Wie sehr die Herrschenden, Kirche wie Adel, auf Bauern, Bergleute, Handwerker, Kaufleute und Bürger herabblickten, ihr Volk verachteten, indem sie bedingungslos Gehorsam verlangten, belegt das Ansinnen an den Kritiker Luther, sein Gewissen fahren zu lassen. Und zur Sternstunde von Worms gehört, dass er gegenüber Kaiser Karl V. die Christus-Worte zitiert, er sei nicht gekommen, Frieden zu bringen, sondern das Schwert.
Wenn nichts von Martin Luther bliebe als diese Zivilcourage, für seine Überzeugung einzustehen, so wäre es schon überreichlich. Er verteidigt das schutzlose Individuum gegen das Establishment und wirft ihm den Fehdehandschuh hin. Um Christi Willen! Um des Menschen Willen.
Denn Religion hat nur einen einzigen Zweck: das Band des Menschen zu Gott zu sein. Religion ist dort, wo der Mensch in seinem Gewissen Gott findet. Und findet er Gott, dann findet er sich, den Menschen. Dann übernimmt er Verantwortung für sich und für die Schöpfung. Die oft kolportierte Frage, wie bekomme ich einen gnädigen Gott, lautet eigentlich: Wie lebe ich richtig in einer Welt, die dem Menschen nicht freundlich ist?
Wir dürfen uns die bürgerlichen Rechte nicht nehmen lassen
Die Antwort beschreibt den Bogen aus dem 16. Jahrhundert der Reformation in das 21. Jahrhundert der Informationstechnologie. Seither wurden Menschenrechte in Verfassungen verankert, mit Demokratie politische Teilhabe und Rechtsschutz eingeführt. Aber unverändert sieht sich der Bürger zum Objekt von ihm fremden Interessen degradiert, die mächtig wurden, weil er sich nicht, oder im Sinne von Martin Luther noch nicht zu wehren versteht.
Die Wirtschaftswissenschaftlerin Shoshana Zuboff nennt eine Form moderner Menschenverachtung den "Überwachungskapitalismus" des Internets. Martin Luther lehrt uns, nicht danach zu gieren, uns freiwillig zu versklaven, also nicht bereitwillig unsere persönlichen Daten preiszugeben. Stattdessen fordert er uns auf, sich die Freiheit des Christenmenschen zu nehmen - ins Heute übersetzt, sich nicht die bürgerlichen Rechte nehmen zu lassen.
Luther hat den modernsten Freiheitsbegriff geschaffen. Freiheit verbindet er mit Verantwortung und Gewissen.
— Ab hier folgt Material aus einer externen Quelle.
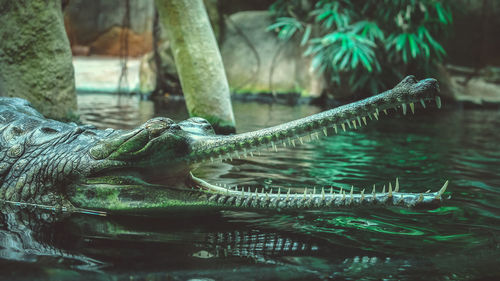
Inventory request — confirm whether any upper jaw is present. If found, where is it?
[187,76,441,165]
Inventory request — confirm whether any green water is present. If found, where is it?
[0,97,500,280]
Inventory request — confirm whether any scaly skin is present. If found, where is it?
[0,76,447,213]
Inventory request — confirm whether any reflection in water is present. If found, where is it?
[0,95,500,280]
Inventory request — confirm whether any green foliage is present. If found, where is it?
[268,0,453,93]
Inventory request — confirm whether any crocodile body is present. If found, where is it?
[0,76,447,212]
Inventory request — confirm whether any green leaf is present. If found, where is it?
[351,52,359,69]
[339,53,351,70]
[435,2,449,24]
[300,24,311,46]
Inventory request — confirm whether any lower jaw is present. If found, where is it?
[188,173,448,210]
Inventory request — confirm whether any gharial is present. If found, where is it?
[0,76,448,213]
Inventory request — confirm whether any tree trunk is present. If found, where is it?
[156,0,235,133]
[0,0,76,120]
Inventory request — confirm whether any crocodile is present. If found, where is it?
[0,76,448,213]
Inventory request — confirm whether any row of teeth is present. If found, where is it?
[202,96,441,163]
[193,173,449,203]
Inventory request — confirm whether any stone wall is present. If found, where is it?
[64,0,154,57]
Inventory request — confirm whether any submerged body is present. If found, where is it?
[0,76,447,212]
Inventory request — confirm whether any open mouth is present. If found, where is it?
[188,77,448,209]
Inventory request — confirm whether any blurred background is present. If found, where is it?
[63,0,500,104]
[0,0,500,281]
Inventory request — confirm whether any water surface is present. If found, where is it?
[0,95,500,280]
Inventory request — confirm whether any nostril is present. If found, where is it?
[146,122,169,138]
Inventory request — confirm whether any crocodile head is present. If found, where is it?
[68,76,447,212]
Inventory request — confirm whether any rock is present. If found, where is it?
[64,0,154,57]
[0,0,76,120]
[221,11,325,97]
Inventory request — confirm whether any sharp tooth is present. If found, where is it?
[417,193,424,203]
[436,96,441,108]
[420,99,425,108]
[436,181,448,199]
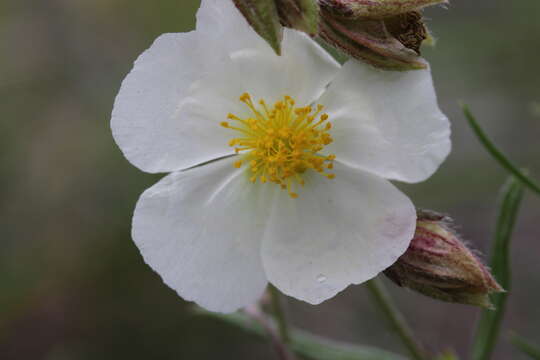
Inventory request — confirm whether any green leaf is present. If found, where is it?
[462,105,540,194]
[198,311,406,360]
[510,334,540,360]
[472,177,523,360]
[232,0,283,55]
[276,0,319,36]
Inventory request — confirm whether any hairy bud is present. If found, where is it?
[384,211,504,308]
[319,0,448,19]
[319,8,427,71]
[234,0,446,71]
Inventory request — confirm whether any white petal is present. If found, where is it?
[261,163,416,304]
[111,32,230,172]
[319,60,451,182]
[179,30,339,139]
[132,157,272,312]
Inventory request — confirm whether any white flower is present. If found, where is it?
[112,0,450,312]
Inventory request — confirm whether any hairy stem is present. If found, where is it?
[366,279,427,360]
[268,285,290,344]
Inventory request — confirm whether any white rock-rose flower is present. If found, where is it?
[111,0,450,312]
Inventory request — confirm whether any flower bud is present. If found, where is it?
[319,7,427,71]
[384,211,504,309]
[319,0,448,19]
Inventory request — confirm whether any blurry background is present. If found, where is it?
[0,0,540,360]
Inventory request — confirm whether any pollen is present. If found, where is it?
[220,93,336,199]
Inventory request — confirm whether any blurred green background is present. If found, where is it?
[0,0,540,360]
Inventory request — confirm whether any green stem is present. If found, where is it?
[268,285,290,344]
[366,279,427,360]
[462,104,540,195]
[471,177,524,360]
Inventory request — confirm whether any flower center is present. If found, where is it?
[221,93,335,198]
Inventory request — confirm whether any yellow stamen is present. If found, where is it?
[220,93,336,199]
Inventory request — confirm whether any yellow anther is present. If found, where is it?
[220,93,335,198]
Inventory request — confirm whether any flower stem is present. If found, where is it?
[268,285,290,344]
[366,279,427,360]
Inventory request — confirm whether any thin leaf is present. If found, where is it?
[472,177,523,360]
[510,334,540,360]
[199,311,406,360]
[462,105,540,194]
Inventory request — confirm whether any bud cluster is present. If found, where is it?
[233,0,446,70]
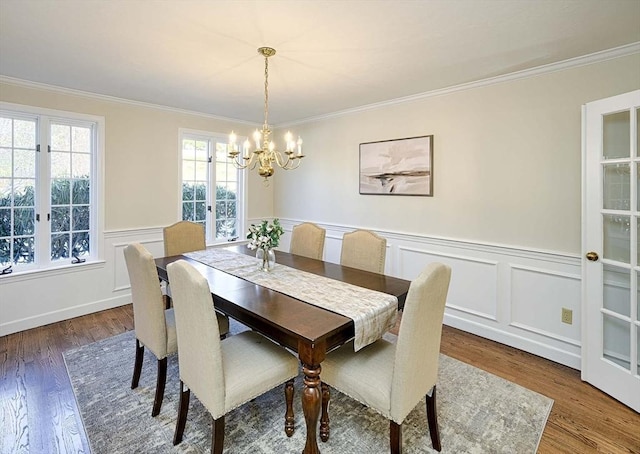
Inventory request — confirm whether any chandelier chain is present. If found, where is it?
[264,56,269,129]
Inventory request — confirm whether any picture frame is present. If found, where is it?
[359,135,433,197]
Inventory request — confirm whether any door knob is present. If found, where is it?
[586,251,599,262]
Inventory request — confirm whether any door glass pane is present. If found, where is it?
[602,214,631,263]
[603,164,631,211]
[602,314,631,370]
[602,110,631,159]
[602,265,631,317]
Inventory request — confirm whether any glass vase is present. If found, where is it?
[256,248,276,271]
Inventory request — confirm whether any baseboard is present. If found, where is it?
[0,295,131,336]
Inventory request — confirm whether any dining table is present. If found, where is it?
[155,244,410,454]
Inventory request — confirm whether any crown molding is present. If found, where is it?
[0,41,640,128]
[0,75,258,127]
[277,41,640,128]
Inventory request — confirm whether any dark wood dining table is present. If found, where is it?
[155,245,410,454]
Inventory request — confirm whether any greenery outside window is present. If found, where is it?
[180,130,244,244]
[0,103,103,271]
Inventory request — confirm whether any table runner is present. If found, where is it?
[183,248,398,351]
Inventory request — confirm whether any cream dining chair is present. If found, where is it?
[289,222,326,260]
[340,230,387,274]
[124,243,178,416]
[162,221,229,338]
[167,260,298,454]
[320,263,451,454]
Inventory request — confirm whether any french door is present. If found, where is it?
[582,90,640,412]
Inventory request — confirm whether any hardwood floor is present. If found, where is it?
[0,305,640,454]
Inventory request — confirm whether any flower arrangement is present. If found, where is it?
[247,218,284,251]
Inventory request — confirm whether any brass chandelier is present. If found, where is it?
[227,47,304,183]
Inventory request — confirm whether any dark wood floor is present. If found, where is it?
[0,306,640,454]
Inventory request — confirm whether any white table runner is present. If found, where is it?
[183,248,398,351]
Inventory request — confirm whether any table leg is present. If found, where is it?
[298,342,327,454]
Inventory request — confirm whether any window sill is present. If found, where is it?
[0,260,106,285]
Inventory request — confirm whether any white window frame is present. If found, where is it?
[177,128,247,246]
[0,101,105,279]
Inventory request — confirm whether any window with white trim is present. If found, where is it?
[0,106,99,272]
[180,130,244,244]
Freiheit ohne Verantwortung bedeutet Verwahrlosung. Man denke nur an das Problem der Wohlstandsverwahrlosung. In einer Zeit, in der wir technisch und wissenschaftlich mehr können, als wir moralisch zu verantworten vermögen, müssen die Freiheit der Forschung und die politische Macht vom Gewissen eingehegt werden.
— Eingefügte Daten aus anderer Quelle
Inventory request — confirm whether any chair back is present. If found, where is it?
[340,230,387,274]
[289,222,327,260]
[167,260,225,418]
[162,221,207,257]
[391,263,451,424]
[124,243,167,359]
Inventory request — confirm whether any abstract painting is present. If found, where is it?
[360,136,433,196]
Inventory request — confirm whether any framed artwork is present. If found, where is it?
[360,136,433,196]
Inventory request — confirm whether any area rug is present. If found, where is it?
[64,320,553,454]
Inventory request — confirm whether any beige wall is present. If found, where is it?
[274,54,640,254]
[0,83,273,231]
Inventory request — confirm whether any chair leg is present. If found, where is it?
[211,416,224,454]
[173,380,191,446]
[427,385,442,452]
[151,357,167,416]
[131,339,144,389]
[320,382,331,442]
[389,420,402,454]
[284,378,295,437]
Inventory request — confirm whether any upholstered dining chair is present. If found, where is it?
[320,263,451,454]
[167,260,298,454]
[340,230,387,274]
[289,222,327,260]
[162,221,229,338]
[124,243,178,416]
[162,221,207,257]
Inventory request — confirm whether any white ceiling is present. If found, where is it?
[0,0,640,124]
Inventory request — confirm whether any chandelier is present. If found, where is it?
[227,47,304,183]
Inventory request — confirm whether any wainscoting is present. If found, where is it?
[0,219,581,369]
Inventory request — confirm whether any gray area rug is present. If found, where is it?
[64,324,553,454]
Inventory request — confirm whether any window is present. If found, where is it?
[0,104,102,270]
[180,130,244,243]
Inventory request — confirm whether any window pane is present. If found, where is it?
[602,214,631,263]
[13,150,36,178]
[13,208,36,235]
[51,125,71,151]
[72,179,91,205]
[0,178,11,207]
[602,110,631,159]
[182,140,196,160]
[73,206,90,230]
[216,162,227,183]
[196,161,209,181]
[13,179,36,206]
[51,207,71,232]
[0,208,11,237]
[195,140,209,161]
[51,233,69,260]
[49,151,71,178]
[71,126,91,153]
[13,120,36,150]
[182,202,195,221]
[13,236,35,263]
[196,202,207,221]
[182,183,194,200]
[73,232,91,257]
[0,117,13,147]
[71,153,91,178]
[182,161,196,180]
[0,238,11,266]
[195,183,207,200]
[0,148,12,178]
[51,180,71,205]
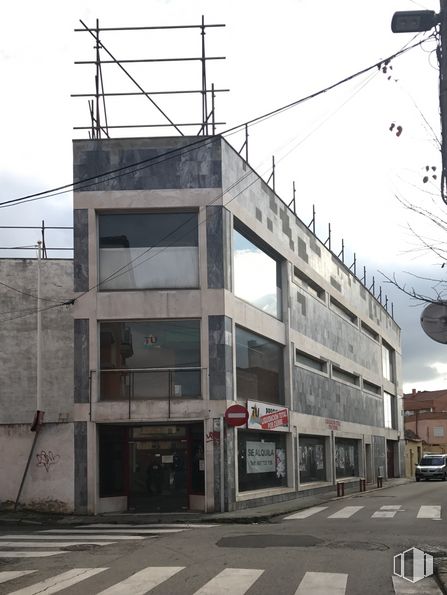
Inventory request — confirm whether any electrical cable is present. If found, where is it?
[0,36,431,322]
[0,34,433,212]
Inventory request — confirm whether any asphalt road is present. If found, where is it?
[0,482,447,595]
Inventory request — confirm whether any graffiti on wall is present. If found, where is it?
[36,450,60,473]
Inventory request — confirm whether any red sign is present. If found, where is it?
[261,409,289,430]
[225,405,248,426]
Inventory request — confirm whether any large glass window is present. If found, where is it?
[335,438,359,479]
[238,430,287,492]
[236,327,284,404]
[300,435,326,483]
[100,320,201,400]
[233,229,281,318]
[98,212,199,291]
[382,343,394,382]
[383,392,396,428]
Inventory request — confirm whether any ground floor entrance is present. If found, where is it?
[98,423,205,512]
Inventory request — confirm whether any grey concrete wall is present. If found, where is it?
[293,366,384,428]
[290,292,382,375]
[206,206,232,290]
[0,423,74,513]
[73,136,221,190]
[73,319,90,403]
[208,316,233,400]
[73,421,88,513]
[222,141,400,351]
[73,209,88,291]
[0,259,73,424]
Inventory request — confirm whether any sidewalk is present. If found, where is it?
[0,478,411,525]
[0,478,447,593]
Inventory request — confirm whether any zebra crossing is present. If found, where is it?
[0,566,442,595]
[0,523,214,560]
[283,504,442,521]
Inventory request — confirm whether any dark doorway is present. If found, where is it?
[99,423,205,512]
[386,440,395,479]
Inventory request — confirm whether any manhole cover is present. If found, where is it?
[217,534,324,548]
[326,541,390,552]
[60,543,101,552]
[417,545,447,558]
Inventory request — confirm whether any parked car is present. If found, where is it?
[415,452,447,481]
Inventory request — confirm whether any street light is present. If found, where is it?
[391,10,441,33]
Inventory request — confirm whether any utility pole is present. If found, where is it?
[437,0,447,203]
[391,5,447,198]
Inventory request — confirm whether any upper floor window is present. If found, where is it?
[236,327,284,404]
[382,343,395,382]
[100,320,201,401]
[233,228,281,319]
[98,212,199,291]
[293,267,326,302]
[383,392,396,428]
[330,296,357,324]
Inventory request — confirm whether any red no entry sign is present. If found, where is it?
[225,405,248,426]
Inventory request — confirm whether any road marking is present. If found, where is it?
[392,576,442,595]
[0,570,37,583]
[194,568,264,595]
[371,504,402,519]
[328,506,365,519]
[97,566,185,595]
[295,572,348,595]
[9,568,107,595]
[417,506,441,520]
[0,552,67,558]
[0,532,146,541]
[0,541,115,548]
[284,506,327,521]
[83,523,218,531]
[39,527,185,535]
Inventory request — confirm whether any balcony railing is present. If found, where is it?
[99,367,202,404]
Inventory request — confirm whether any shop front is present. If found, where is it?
[98,423,205,512]
[237,401,289,497]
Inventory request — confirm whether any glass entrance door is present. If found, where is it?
[128,427,189,512]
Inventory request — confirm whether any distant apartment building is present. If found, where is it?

Klaus-Rüdiger Mai, geboren 1963, lebt als Schriftsteller in der Nähe von Berlin. Sein Interesse gilt der Geschichte Europas, besonders der Renaissance, des Barocks und der Aufklärung. Seine Biographie über Benedikt XVI., sowie sein Bestseller "Der Vatikan, Geschichte einer Weltmacht im Zwielicht" wurden in viele Sprachen übersetzt. In der Familienbiographie der Bachs und der zuletzt erschienen Biographie Martin Luthers erzählt er die Geschichte Mitteldeutschlands. Unter dem Namen Sebastian Fleming schreibt er historische Romane.